Given the platform-dependent behavior of time.time() and time.clock(), which one should we use to measure the 'exact' performance of a program? Well, it depends. If the program is expected to run in a system that almost dedicates more than enough resources to the program, i.e., a dedicated web server running a Python-based web application, then measuring the program using time.clock() makes sense since the web application probably will be the major program running on the server. If the program is expected to run in a system that also runs lots of other programs at the same time, then measuring the program using time.time() makes sense. Most often than not, we should use a wall-clock-based timer to measure a program's performance since it often reflects the productions environment.

Instead of dealing with the different behaviors of time.time() and time.clock() on different platforms, which is often error-prone, Python's timeit module provides a simple way for timing.
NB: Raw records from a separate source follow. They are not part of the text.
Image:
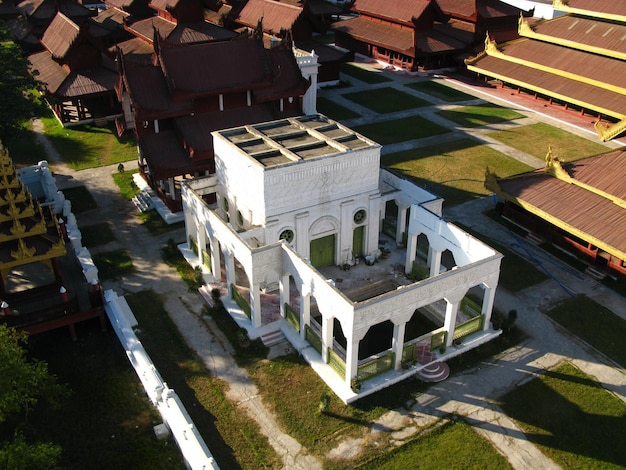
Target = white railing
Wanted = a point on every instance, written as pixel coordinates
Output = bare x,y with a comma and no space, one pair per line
193,448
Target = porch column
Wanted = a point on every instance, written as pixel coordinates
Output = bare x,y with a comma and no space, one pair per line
216,259
488,300
397,343
401,223
411,248
305,313
352,359
283,293
434,261
201,237
255,302
452,308
327,336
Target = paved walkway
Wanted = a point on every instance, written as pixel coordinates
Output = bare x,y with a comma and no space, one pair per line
471,394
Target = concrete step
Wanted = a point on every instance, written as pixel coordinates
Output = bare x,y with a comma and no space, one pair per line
273,337
434,372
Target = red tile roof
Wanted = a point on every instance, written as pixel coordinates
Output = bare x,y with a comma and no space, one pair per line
215,67
181,33
287,78
396,39
617,7
60,36
553,84
276,15
587,31
395,10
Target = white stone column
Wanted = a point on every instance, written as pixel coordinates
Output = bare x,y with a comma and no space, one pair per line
452,307
327,336
216,259
401,223
411,247
397,343
305,313
352,359
488,301
256,316
231,277
283,293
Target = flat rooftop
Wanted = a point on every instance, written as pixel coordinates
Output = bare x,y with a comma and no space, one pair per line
295,139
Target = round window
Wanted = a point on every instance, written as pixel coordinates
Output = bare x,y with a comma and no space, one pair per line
360,216
287,235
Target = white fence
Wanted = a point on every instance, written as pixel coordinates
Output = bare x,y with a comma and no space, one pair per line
194,450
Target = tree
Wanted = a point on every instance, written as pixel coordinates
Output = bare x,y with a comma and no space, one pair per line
23,384
16,82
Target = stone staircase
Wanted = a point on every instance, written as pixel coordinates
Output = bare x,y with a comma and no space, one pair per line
434,371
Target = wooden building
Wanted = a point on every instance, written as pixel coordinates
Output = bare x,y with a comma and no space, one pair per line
189,90
575,61
78,78
578,206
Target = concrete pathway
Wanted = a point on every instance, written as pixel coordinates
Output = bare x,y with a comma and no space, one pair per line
472,394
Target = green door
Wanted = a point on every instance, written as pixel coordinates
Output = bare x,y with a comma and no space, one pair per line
357,240
323,251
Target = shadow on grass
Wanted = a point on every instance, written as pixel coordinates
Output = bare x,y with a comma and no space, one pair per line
573,419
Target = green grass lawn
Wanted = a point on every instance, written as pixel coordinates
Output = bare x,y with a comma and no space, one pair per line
24,148
441,91
452,445
386,100
113,264
594,324
233,438
454,170
97,234
516,273
81,199
535,139
571,418
107,420
400,130
334,110
480,115
124,181
89,146
366,76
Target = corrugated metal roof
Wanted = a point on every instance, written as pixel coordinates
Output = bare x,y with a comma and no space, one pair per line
49,72
574,206
596,67
276,15
216,67
60,36
88,82
394,10
587,31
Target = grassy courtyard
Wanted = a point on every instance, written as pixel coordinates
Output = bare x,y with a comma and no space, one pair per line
400,130
573,420
386,100
479,115
454,170
536,138
89,146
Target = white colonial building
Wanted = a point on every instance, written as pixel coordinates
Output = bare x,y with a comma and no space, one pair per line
306,217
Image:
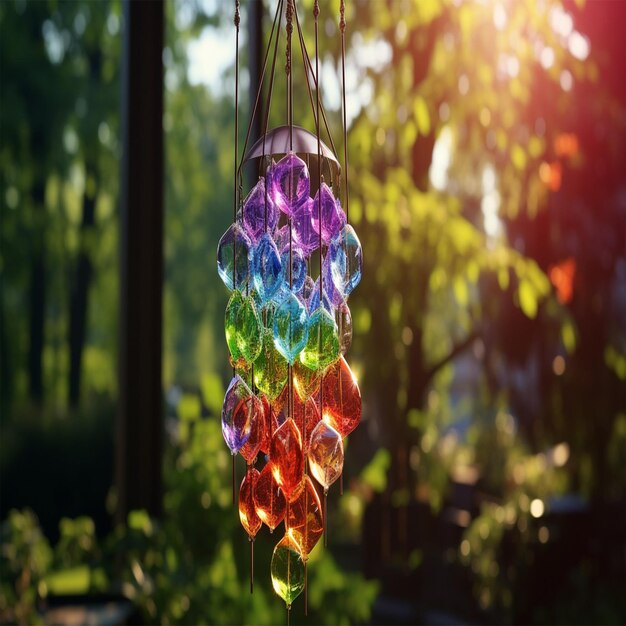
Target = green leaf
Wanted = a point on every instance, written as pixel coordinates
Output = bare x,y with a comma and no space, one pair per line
527,299
212,392
422,116
375,472
568,336
461,293
189,407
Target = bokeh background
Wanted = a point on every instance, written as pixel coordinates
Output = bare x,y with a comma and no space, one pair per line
486,483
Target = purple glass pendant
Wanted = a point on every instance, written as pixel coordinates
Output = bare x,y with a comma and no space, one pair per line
333,217
267,270
302,227
298,268
289,186
233,251
259,211
237,413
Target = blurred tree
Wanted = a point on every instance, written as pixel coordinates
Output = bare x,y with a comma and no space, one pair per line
32,150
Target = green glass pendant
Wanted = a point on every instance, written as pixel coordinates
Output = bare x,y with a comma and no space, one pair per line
243,328
287,570
270,368
230,327
322,346
306,382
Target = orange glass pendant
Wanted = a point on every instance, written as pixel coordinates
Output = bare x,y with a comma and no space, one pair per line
247,511
293,396
325,455
305,522
251,448
306,382
269,500
287,458
342,398
305,413
267,416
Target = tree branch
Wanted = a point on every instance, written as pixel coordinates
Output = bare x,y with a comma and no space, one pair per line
456,350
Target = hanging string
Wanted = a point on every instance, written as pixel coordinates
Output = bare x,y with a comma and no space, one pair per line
261,83
289,19
316,11
289,16
342,28
308,71
236,21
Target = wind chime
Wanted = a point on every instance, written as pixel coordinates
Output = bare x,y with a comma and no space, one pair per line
291,259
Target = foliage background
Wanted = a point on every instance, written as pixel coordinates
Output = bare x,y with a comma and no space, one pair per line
487,142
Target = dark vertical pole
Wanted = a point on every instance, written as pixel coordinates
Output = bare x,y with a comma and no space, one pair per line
139,421
254,16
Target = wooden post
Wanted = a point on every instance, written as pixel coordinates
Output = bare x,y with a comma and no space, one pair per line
139,428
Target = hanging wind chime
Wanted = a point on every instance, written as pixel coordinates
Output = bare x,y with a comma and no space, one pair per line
290,259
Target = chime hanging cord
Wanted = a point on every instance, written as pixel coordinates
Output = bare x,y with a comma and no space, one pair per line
289,20
277,17
236,22
308,71
342,28
316,11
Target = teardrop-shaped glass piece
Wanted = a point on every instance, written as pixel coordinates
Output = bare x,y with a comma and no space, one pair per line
346,260
230,328
267,430
307,289
314,298
287,458
306,415
306,382
325,454
259,213
344,323
251,448
290,183
302,227
243,328
298,268
322,347
305,522
247,511
290,327
270,367
237,412
269,499
267,270
330,291
287,570
342,398
333,217
233,254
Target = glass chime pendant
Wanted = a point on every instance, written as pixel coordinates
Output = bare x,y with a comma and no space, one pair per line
293,397
287,570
Besides calling it directly from code, you can also call it from the command-line.

For example:

On a Unix-based OS

2
4
10000loops,best of3:365usec per loop
%python-mtimeit-n10000'map(lambda x: x^2, range(1000))'

# On Windows

2
4
C:Python27>python.exe-mtimeit-n10000'[v for v in range(10000)]'
C:Python27>python.exe-mtimeit-n10000'map(lambda x: x^2, range(1000))'

In IDLE

2
4
6
8
10
>>>total_time=timeit.timeit('[v for v in range(10000)]',number=10000)
3.60528302192688# total wall-clock time to execute the statement 10000 times
0.00036052830219268796# average time per loop
>>>total_time=timeit.timeit('[v for v in range(10000)]',number=10000)
3.786295175552368# total wall-lock time to execute the statement 10000 times
0.0003786295175552368# average time per loop

Stopwatch Tutorial Is Finally Posted Lobster Productions Online

Which timer is timeit using? According to timeit’s source code, it uses the best timer available:

2
4
6
8
# On Windows, the best timer is time.clock
else:
# On most other platforms the best timer is time.time

Another important mechanism of timeit is that it disables the garbage collector during execution, as shown in the following code:

2
4
6
8
gc.disable()
timing=self.inner(it,self.timer)
ifgcold:

If garbage collection should be enabled to measure the program's performance more accurately, i.e., when the program allocates and de-allocates lots of objects, then you should enable it during the setup:

Stopwatch Tutorial Is Finally Posted Lobster Productions Going

2
>>>timeit.timeit('[v for v in range(10000)]',setup='gc.enable()',number=10000)

Stopwatch Tutorial Is Finally Posted Lobster Productions Free

Except for very special cases, you should always use the module timeit to benchmark a program. In addition, it is valuable to remember that measuring the performance of a program is always context-dependent since no program is executing in a system with boundless computing resources and an average time measured from a number of loops is always better than one time measured in one execution.